Lembro-me da Isabel, quando
a levei a uma exposição de pintura e lhe perguntei o
que achava,
me responder:
- É um bocado aborrecente.
Lembro-me do Pedro, zangado com o João, bater à porta
do quarto do banho a fazer queixa, do pai
a exclamar:
- Ah!!!
E do Pedro para o João, vingado:
- Estás a ver, o pai disse "Ah!"
E acho que se fôssemos mais assim a nossa vida melhorava.
Muito mais
do que escutar um ministro referir-se às "ciclópicas tarefas que nos pendem sobre os ombros"
e eu a ver as ciclópicas tarefas a escorregarem pelas mangas abaixo ou do professor de obstetrícia que declarava:
- O que caracteriza esta doença é ser caracterizada pelas seguintes características
Se dependesse de mim
puzia o meu primo a dar aulas, arranjava um ministro menos aborrecente e escolhia um professor de obstetrícia capaz de resumir a lição num:
- Ah!!! eloquente.
Lembro-me de um cabo, em Angola, que respondeu:
-Básicoprati-
camente
quando lhe perguntei se ele achava que tinha razão e espanta-me
que os políticos não respondam isso ao interrogarem-nos se pensam que as suas opções são correctas e as eleições não sejam marcadas para o dia trinta e dois que era a data em que um sipaio queria casar-se.
Básicopraticamente tinha razão: que dia existe melhor que o trinta e dois para uma cerimónia dessas?

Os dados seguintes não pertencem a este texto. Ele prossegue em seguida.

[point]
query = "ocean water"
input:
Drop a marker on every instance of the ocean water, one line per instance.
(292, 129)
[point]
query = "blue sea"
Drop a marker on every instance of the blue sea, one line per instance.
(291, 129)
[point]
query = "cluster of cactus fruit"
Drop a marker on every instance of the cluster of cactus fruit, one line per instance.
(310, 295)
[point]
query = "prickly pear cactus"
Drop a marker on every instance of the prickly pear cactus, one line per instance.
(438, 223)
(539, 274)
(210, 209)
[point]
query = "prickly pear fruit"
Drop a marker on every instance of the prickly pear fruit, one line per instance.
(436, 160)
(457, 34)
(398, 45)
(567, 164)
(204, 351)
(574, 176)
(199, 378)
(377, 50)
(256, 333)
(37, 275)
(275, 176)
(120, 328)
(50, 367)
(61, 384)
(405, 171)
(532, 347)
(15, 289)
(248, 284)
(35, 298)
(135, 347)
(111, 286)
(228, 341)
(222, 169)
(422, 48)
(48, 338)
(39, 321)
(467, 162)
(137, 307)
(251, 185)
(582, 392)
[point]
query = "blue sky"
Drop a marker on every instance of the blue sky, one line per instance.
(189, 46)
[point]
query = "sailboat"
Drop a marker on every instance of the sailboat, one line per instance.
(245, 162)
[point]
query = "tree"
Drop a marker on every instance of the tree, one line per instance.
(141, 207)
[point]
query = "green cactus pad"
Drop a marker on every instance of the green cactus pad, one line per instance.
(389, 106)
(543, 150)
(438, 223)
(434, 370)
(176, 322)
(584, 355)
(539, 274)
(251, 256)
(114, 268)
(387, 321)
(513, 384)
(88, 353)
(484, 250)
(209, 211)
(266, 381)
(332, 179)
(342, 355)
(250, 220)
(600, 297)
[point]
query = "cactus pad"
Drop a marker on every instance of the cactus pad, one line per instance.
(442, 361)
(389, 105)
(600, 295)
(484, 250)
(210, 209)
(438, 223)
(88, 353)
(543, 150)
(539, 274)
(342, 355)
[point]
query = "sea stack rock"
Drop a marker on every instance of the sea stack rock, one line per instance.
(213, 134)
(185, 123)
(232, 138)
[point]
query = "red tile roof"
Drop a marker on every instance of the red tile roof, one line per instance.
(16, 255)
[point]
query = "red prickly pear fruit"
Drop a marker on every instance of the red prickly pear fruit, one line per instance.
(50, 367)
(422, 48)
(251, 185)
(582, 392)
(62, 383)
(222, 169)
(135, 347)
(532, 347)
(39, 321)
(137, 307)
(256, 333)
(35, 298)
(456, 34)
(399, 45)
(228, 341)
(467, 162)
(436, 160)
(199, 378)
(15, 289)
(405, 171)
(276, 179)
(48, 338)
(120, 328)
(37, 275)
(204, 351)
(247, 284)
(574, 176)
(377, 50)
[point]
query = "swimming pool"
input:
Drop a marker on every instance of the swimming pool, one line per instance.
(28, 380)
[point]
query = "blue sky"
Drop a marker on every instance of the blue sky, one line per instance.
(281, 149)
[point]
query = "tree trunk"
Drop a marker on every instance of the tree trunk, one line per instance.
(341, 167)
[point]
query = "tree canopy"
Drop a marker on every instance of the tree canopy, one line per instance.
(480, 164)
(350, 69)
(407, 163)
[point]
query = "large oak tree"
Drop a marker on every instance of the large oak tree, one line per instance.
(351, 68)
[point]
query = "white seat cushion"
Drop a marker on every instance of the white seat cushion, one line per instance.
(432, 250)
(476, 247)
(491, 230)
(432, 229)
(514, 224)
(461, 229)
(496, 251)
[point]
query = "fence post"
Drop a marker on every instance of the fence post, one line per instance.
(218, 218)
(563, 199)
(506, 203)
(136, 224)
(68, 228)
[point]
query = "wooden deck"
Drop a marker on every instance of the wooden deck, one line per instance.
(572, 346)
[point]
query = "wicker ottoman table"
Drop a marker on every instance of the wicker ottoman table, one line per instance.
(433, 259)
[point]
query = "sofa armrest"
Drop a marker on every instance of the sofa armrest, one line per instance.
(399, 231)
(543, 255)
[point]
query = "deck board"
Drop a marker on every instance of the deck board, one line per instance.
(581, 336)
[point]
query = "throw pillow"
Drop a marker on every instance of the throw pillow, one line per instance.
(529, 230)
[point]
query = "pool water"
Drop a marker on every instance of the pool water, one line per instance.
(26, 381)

O que não se pouparia no médico se tomassem todas as manhãs uma aspirina, como
o meu amigo senhor Vicente que, ao interessar-me pelas vantagens de tanta pastilha, me esclareceu, firme:
- Pelo sim pelo não, o mesmo que me apareceu com uma coceira qualquer e que, ao comentar-lhe que devia ser chato estar sempre a torturar a pele com as unhas me informou:
- É chato na medida em que se torna aborrecido.

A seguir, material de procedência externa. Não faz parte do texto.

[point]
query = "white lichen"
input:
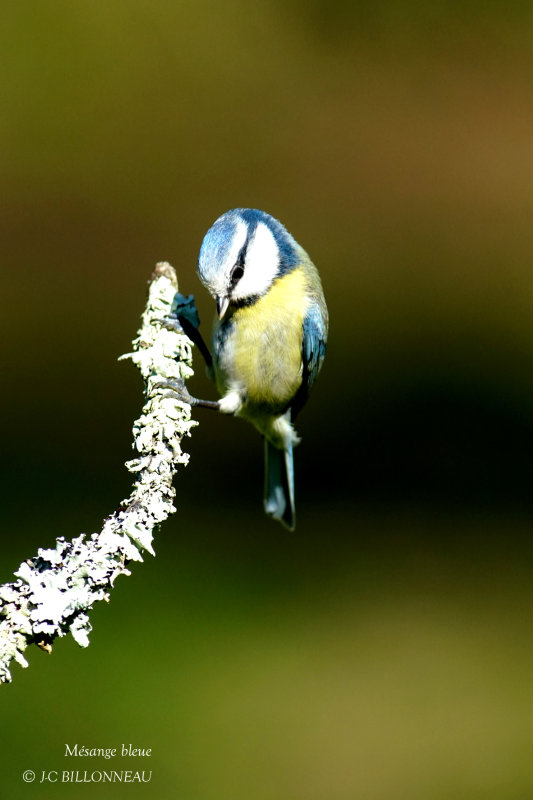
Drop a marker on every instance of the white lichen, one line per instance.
(55, 589)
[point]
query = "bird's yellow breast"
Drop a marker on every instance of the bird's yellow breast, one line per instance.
(265, 346)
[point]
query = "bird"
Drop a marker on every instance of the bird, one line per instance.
(268, 338)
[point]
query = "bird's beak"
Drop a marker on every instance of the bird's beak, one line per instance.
(222, 305)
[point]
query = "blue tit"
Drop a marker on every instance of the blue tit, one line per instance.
(269, 336)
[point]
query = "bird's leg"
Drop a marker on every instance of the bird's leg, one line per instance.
(179, 391)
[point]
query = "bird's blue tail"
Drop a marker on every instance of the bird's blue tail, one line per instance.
(279, 484)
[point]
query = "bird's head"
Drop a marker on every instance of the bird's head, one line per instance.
(242, 254)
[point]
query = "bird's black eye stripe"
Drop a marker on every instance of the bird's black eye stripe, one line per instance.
(238, 269)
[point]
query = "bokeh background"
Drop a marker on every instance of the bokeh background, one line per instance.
(384, 649)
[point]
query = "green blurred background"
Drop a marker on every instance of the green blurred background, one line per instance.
(385, 649)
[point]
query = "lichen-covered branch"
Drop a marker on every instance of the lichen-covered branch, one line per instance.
(56, 589)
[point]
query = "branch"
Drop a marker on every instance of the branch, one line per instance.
(56, 589)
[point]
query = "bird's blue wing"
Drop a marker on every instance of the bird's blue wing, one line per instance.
(313, 352)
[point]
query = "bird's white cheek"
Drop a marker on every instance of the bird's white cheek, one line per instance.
(262, 263)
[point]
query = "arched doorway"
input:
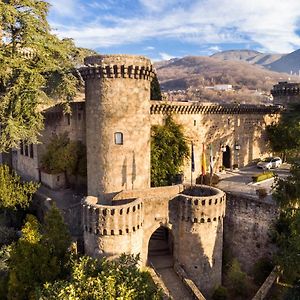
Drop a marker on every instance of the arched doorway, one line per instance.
(227, 158)
(160, 244)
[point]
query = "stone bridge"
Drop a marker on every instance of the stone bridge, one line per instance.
(186, 222)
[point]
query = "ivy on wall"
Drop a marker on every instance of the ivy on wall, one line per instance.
(169, 149)
(64, 156)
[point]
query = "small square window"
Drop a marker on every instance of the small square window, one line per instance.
(21, 148)
(31, 150)
(118, 138)
(26, 150)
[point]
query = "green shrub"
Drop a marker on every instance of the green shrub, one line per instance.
(262, 176)
(220, 293)
(237, 279)
(262, 269)
(63, 155)
(206, 179)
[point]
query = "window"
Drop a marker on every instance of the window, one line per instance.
(69, 119)
(118, 138)
(31, 150)
(26, 150)
(21, 148)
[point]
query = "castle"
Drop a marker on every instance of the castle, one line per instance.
(122, 213)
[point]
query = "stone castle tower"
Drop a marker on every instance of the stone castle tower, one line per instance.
(286, 93)
(122, 213)
(118, 124)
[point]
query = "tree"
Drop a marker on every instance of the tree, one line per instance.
(13, 192)
(287, 230)
(169, 149)
(37, 68)
(39, 256)
(284, 136)
(155, 89)
(93, 279)
(63, 155)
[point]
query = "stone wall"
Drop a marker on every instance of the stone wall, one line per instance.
(220, 126)
(56, 122)
(117, 103)
(198, 235)
(247, 228)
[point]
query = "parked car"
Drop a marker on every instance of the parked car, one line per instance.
(269, 163)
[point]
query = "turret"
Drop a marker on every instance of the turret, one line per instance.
(117, 91)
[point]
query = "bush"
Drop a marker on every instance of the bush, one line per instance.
(237, 279)
(7, 235)
(206, 179)
(261, 192)
(220, 293)
(63, 155)
(262, 176)
(262, 269)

Coisa em que francamente nunca tinha pensado.
É que, de facto, as situações chatas são-no, na medida, em que se tornam aborrecidas e
a profundidade desta frase não me abandonou mais.
Tanta agudeza expressa de um modo aparentemente tão simples basta para elevar um homem às alturas do génio.
Ainda por cima pode virar-se a coisa ao contrário e afirmar que o aborrecido é aborrecido na medida em que se torna chato, o que nos faz voltar à crítica de pintura da Isabel.
Mais cedo ou mais tarde os grandes espíritos acabam por encontrar-se
na opinião de uma criança de cinco anos.
E aborrecente possui uma perfeição semântica que deixa o aborrecido a léguas.
É este pequeno toque de génio que faltou ao senhor Vicente para se tornar um Kant.